O litígio, nesse contexto, não é uma causa, mas um efeito visível da falta de governança jurídica. Por isso, é fundamental que o jurídico empresarial deixe de ser um setor meramente reativo, acionado apenas quando o problema se instala, e assume um papel proativo e transversal, participando da gestão com foco na prevenção de riscos legais e construção de um ambiente de segurança jurídica.
Evitar a judicialização de conflitos não significa abrir mão de direitos ou evitar o Judiciário a qualquer custo. Significa, sim, adotar uma postura técnica e preventiva, que permita à empresa antecipar situações potencialmente litigiosas e tratá-las com inteligência jurídica antes que se agravem.
Uma das estratégias mais efetivas nesse sentido é a criação de núcleos de pré-contencioso, internos ou assessorados por escritório de advocacia externo, voltados à análise e gestão jurídica das situações de conflito iminente, antes do ajuizamento da demanda.
Esses núcleos atuam em três frentes principais:
• Monitoramento de notificações extrajudiciais, comunicações comerciais e manifestações de insatisfação recebidas por fornecedores, clientes, parceiros ou mesmo por sócios;
• Tratamento técnico de cobranças ou inadimplementos, com resposta jurídica adequada, envio de contranotificações ou início de negociações documentadas;
• Intermediação qualificada de tratativas com a parte adversa, buscando soluções viáveis, seguras e economicamente sustentáveis.

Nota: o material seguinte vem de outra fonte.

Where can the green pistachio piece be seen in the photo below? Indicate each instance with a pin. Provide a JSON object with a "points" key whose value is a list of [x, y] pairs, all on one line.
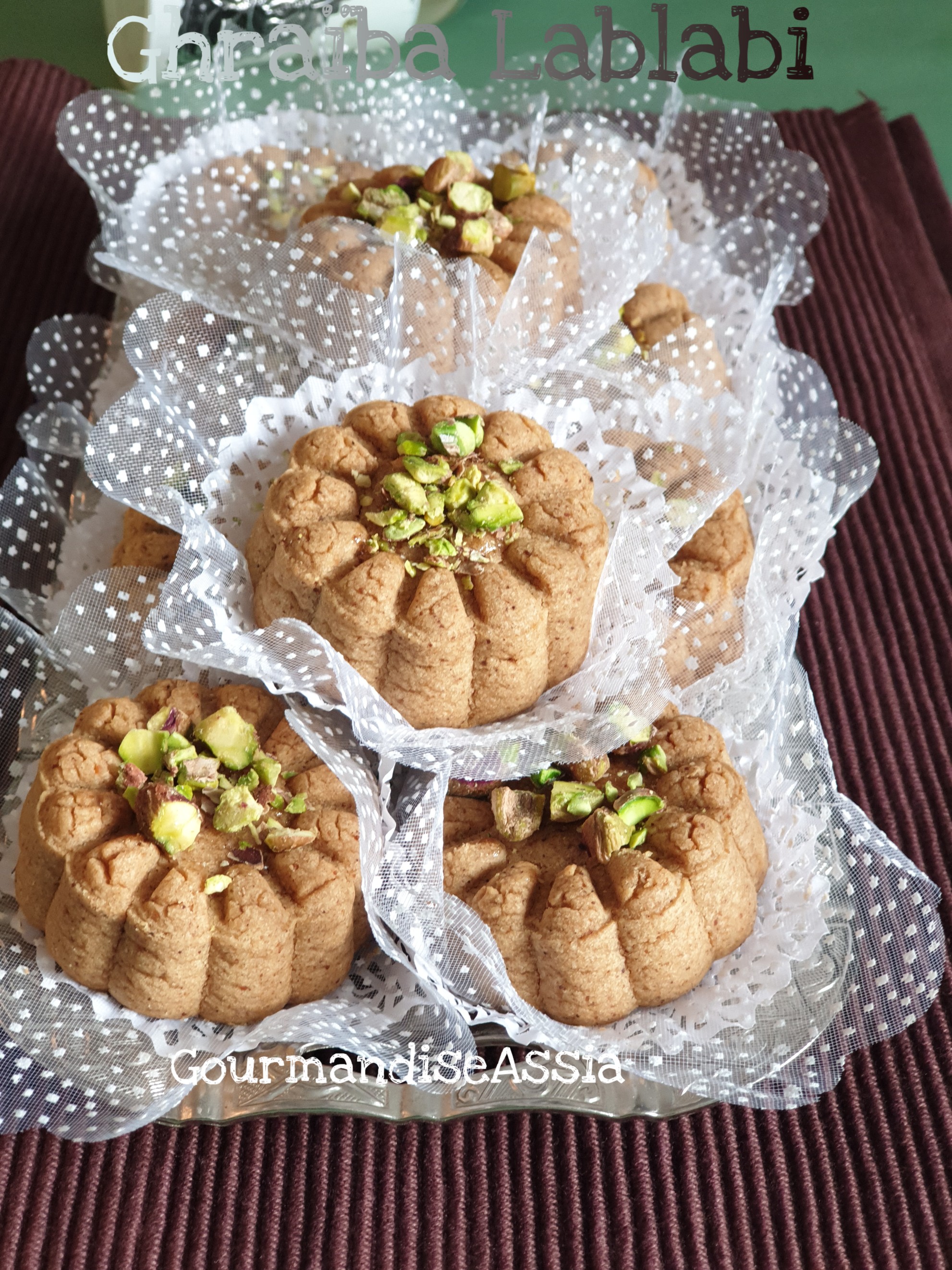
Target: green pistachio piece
{"points": [[268, 769], [637, 807], [406, 493], [492, 508], [144, 749], [459, 494], [427, 471], [476, 238], [436, 510], [591, 770], [390, 516], [474, 422], [174, 759], [518, 813], [654, 761], [545, 777], [441, 548], [236, 809], [404, 530], [466, 197], [168, 818], [229, 737], [510, 183], [412, 444], [572, 801], [605, 835], [405, 222], [453, 437]]}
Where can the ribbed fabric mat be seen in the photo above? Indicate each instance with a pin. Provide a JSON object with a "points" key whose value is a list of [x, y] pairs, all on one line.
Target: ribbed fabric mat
{"points": [[862, 1178]]}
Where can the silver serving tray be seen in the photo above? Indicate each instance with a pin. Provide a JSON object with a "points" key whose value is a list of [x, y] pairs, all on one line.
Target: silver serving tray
{"points": [[238, 1100]]}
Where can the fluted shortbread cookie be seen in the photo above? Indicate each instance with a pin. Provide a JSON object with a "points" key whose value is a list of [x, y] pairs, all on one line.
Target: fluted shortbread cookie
{"points": [[461, 212], [452, 556], [619, 882], [187, 869], [145, 544], [658, 311]]}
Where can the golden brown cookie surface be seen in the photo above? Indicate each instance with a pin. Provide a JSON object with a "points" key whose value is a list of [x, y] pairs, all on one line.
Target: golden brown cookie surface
{"points": [[455, 567], [623, 897], [221, 878]]}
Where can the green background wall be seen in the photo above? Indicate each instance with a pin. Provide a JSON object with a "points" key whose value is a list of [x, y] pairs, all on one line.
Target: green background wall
{"points": [[895, 51]]}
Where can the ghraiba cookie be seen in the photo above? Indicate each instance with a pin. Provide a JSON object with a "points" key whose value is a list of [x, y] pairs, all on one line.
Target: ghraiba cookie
{"points": [[616, 883], [449, 554], [460, 212], [145, 544], [186, 852]]}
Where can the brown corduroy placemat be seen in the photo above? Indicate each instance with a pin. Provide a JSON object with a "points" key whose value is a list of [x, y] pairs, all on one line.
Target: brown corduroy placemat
{"points": [[858, 1180]]}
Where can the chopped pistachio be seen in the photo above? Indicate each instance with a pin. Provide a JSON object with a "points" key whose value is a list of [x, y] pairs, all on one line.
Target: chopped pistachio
{"points": [[389, 516], [229, 737], [518, 813], [453, 437], [591, 770], [144, 749], [168, 818], [238, 809], [404, 530], [605, 835], [267, 767], [441, 548], [475, 422], [436, 507], [168, 719], [654, 761], [459, 494], [545, 777], [637, 807], [406, 493], [510, 183], [492, 508], [404, 222], [412, 444], [427, 471], [465, 196], [476, 238], [572, 801], [174, 759]]}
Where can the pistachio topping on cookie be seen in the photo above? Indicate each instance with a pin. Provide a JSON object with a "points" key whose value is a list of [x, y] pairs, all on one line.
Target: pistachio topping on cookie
{"points": [[179, 784]]}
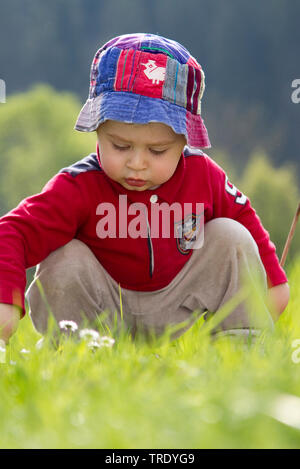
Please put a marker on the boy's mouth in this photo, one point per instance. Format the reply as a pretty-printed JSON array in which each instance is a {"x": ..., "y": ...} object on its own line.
[{"x": 135, "y": 182}]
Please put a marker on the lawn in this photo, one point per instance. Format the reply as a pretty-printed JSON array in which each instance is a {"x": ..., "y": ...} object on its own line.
[{"x": 193, "y": 392}]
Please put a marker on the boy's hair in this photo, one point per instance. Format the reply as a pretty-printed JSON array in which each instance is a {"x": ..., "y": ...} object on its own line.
[{"x": 142, "y": 78}]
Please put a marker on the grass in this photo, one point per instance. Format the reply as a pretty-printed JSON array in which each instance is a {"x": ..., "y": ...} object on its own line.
[{"x": 193, "y": 392}]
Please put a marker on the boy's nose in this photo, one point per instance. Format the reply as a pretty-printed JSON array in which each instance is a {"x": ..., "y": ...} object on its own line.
[{"x": 137, "y": 161}]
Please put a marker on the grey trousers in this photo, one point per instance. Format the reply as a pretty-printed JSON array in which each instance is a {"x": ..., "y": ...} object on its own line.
[{"x": 76, "y": 287}]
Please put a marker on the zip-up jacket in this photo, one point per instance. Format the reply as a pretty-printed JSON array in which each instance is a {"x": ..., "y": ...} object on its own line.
[{"x": 82, "y": 202}]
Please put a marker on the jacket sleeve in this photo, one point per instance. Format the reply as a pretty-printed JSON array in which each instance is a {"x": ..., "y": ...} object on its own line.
[
  {"x": 36, "y": 227},
  {"x": 229, "y": 202}
]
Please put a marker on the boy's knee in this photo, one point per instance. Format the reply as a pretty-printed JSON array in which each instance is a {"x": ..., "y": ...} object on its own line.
[{"x": 229, "y": 233}]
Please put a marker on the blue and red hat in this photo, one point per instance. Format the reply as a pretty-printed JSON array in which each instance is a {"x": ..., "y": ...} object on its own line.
[{"x": 142, "y": 78}]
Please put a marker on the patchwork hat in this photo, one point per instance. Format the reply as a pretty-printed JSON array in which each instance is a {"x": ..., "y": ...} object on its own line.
[{"x": 142, "y": 78}]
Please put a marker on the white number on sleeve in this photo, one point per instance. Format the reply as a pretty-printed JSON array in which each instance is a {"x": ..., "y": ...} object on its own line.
[{"x": 232, "y": 190}]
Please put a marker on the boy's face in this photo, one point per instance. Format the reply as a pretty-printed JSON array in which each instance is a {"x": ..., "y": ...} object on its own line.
[{"x": 139, "y": 156}]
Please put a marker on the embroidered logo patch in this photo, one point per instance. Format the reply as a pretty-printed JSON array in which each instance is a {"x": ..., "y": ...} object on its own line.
[
  {"x": 190, "y": 233},
  {"x": 154, "y": 72}
]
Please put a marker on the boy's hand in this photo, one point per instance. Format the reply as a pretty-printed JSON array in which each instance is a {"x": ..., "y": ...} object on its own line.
[
  {"x": 9, "y": 319},
  {"x": 277, "y": 299}
]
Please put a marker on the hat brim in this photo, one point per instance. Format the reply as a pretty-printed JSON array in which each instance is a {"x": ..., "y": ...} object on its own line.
[{"x": 133, "y": 108}]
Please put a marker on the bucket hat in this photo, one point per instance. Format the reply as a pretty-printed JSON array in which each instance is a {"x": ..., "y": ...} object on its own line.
[{"x": 141, "y": 78}]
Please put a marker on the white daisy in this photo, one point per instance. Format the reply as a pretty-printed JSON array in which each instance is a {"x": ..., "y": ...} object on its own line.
[
  {"x": 70, "y": 326},
  {"x": 89, "y": 334}
]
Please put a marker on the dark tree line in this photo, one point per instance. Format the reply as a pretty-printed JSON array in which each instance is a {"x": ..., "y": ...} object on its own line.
[{"x": 249, "y": 52}]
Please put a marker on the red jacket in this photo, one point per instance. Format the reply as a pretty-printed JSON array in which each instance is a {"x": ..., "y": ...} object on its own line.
[{"x": 68, "y": 207}]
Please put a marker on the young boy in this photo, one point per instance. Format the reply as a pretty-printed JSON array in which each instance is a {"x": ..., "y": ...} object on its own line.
[{"x": 131, "y": 216}]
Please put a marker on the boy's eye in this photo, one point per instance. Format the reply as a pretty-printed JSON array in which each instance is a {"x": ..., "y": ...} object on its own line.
[
  {"x": 120, "y": 147},
  {"x": 157, "y": 152}
]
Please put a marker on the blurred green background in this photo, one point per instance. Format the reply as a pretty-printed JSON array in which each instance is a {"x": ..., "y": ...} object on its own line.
[{"x": 249, "y": 53}]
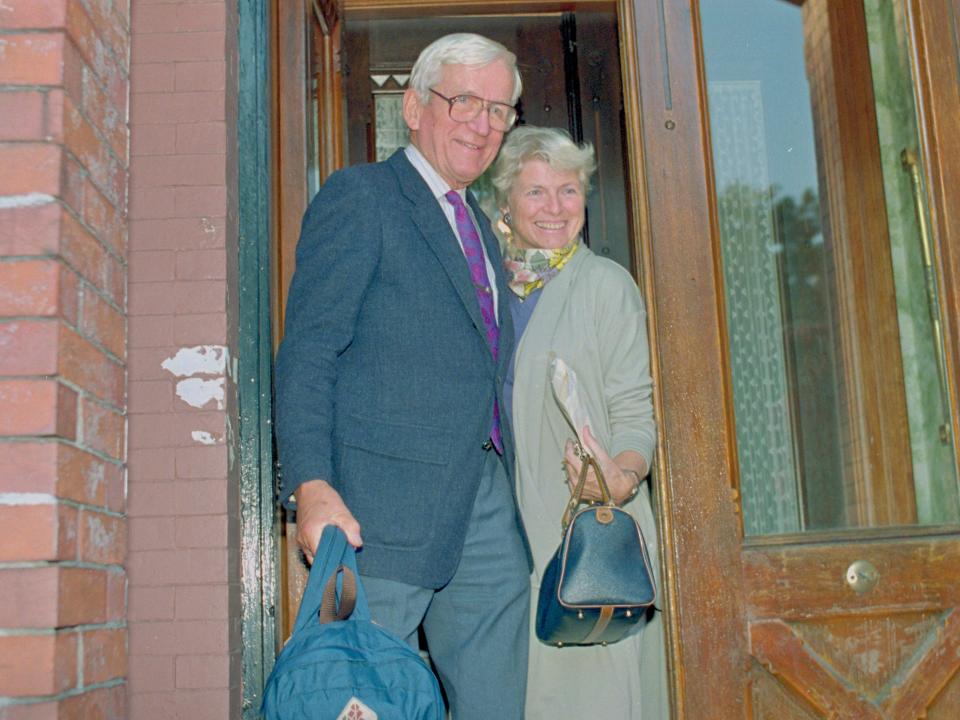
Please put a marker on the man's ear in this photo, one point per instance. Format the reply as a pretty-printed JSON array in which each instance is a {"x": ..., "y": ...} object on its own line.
[{"x": 412, "y": 108}]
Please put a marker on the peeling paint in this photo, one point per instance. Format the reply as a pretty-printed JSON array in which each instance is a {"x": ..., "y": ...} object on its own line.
[
  {"x": 197, "y": 360},
  {"x": 27, "y": 200},
  {"x": 231, "y": 445},
  {"x": 99, "y": 536},
  {"x": 198, "y": 392},
  {"x": 204, "y": 438}
]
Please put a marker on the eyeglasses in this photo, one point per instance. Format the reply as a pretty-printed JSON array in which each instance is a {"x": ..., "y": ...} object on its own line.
[{"x": 464, "y": 108}]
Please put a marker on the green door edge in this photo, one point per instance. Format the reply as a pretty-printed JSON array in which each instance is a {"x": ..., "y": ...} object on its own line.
[{"x": 258, "y": 539}]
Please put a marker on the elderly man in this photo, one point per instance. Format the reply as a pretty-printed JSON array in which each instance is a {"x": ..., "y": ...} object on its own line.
[{"x": 389, "y": 383}]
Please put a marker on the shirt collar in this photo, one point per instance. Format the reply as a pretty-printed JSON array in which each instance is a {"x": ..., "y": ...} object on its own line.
[{"x": 438, "y": 186}]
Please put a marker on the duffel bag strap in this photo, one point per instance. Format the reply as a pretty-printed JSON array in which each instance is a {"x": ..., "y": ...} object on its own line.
[
  {"x": 332, "y": 610},
  {"x": 333, "y": 553}
]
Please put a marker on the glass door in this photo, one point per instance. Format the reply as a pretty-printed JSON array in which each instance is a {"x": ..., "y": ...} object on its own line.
[
  {"x": 799, "y": 244},
  {"x": 832, "y": 298}
]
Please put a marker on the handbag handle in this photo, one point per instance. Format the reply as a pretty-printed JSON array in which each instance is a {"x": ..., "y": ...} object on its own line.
[{"x": 576, "y": 498}]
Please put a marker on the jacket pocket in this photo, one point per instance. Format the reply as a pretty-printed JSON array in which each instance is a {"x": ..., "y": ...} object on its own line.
[{"x": 392, "y": 478}]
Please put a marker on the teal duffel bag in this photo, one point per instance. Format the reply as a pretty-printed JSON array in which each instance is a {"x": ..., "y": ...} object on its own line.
[{"x": 337, "y": 663}]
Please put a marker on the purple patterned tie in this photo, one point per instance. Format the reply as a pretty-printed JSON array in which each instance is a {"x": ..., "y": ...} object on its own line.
[{"x": 473, "y": 250}]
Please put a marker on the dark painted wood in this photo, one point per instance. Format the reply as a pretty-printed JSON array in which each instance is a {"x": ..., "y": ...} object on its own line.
[{"x": 258, "y": 559}]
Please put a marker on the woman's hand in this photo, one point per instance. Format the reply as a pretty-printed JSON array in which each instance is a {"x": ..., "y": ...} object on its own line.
[{"x": 622, "y": 474}]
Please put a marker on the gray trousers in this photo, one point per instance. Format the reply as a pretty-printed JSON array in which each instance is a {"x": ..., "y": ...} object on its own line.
[{"x": 477, "y": 625}]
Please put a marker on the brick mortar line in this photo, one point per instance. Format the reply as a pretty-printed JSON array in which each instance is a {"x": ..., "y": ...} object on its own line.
[
  {"x": 13, "y": 259},
  {"x": 83, "y": 223},
  {"x": 120, "y": 63},
  {"x": 148, "y": 33},
  {"x": 65, "y": 630},
  {"x": 78, "y": 105},
  {"x": 70, "y": 384},
  {"x": 93, "y": 341},
  {"x": 7, "y": 701},
  {"x": 77, "y": 446},
  {"x": 69, "y": 564},
  {"x": 61, "y": 201},
  {"x": 76, "y": 504},
  {"x": 120, "y": 113},
  {"x": 124, "y": 167}
]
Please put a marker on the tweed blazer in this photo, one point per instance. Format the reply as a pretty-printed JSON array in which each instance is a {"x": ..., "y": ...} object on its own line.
[{"x": 384, "y": 380}]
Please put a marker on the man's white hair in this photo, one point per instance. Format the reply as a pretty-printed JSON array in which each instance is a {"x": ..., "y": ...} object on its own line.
[{"x": 460, "y": 49}]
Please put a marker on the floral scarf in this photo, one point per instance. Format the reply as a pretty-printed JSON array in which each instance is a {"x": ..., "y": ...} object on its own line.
[{"x": 530, "y": 270}]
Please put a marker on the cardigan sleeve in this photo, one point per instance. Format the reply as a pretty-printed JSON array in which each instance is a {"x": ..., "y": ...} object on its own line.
[{"x": 621, "y": 318}]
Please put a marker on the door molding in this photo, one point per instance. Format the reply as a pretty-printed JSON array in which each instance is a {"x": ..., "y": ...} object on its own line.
[{"x": 253, "y": 372}]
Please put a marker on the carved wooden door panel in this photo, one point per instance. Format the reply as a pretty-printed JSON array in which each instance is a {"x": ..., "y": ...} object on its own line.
[{"x": 799, "y": 237}]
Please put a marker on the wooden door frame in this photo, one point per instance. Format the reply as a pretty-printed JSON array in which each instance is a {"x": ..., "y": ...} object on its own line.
[{"x": 291, "y": 196}]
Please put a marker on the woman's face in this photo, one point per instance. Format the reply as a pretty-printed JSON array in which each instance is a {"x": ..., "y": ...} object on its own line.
[{"x": 546, "y": 206}]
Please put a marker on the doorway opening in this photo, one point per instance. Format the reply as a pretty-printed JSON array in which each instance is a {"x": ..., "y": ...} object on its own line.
[{"x": 357, "y": 67}]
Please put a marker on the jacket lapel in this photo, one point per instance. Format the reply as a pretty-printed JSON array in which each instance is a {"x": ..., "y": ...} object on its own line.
[{"x": 437, "y": 233}]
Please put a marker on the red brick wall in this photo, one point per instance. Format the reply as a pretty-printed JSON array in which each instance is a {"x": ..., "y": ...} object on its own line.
[
  {"x": 183, "y": 516},
  {"x": 63, "y": 236}
]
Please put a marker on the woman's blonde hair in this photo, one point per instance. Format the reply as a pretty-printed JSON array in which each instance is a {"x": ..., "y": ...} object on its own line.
[{"x": 551, "y": 145}]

A atuação pré-contenciosa bem estruturada permite:
• A preservação e organização de provas, com coleta tempestiva de documentos, registros e comunicações úteis à eventual defesa futura;
• A uniformização do posicionamento da empresa diante de situações semelhantes, evitando decisões contraditórias entre setores ou áreas;
• E, principalmente, a possibilidade real de resolução célere e eficaz do conflito, com economia de tempo, recursos e desgaste institucional.
Com informações bem organizadas, contratos localizáveis e provas preservadas, a empresa entra numa eventual disputa em posição de vantagem e com menor risco financeiro.
Outro ganho importante dessa atuação preventiva é a uniformização das respostas. Muitas empresas perdem ações judiciais por simples falta de alinhamento interno: o setor comercial promete uma coisa, o administrativo registra outra, o financeiro cobra de forma inadequada, e o jurídico só é chamado quando a crise já está formada.
Com o pré-contencioso estruturado, o jurídico se torna um elo estratégico da gestão. Além de mitigar riscos jurídicos, a existência de uma política ativa de pré-contencioso transmite ao mercado a mensagem de que a empresa está juridicamente preparada, age com boa-fé e busca soluções fundamentadas, o que fortalece sua posição em negociações e reforça sua credibilidade institucional.
Governança jurídica não é apenas conformidade documental, é estratégia preventiva, proteção patrimonial e gestão inteligente de conflitos.
Ao tratar o contencioso com visão técnica e integrada, a empresa se antecipa ao problema, protege sua reputação e preserva seus ativos mais valiosos: tempo, credibilidade e solidez.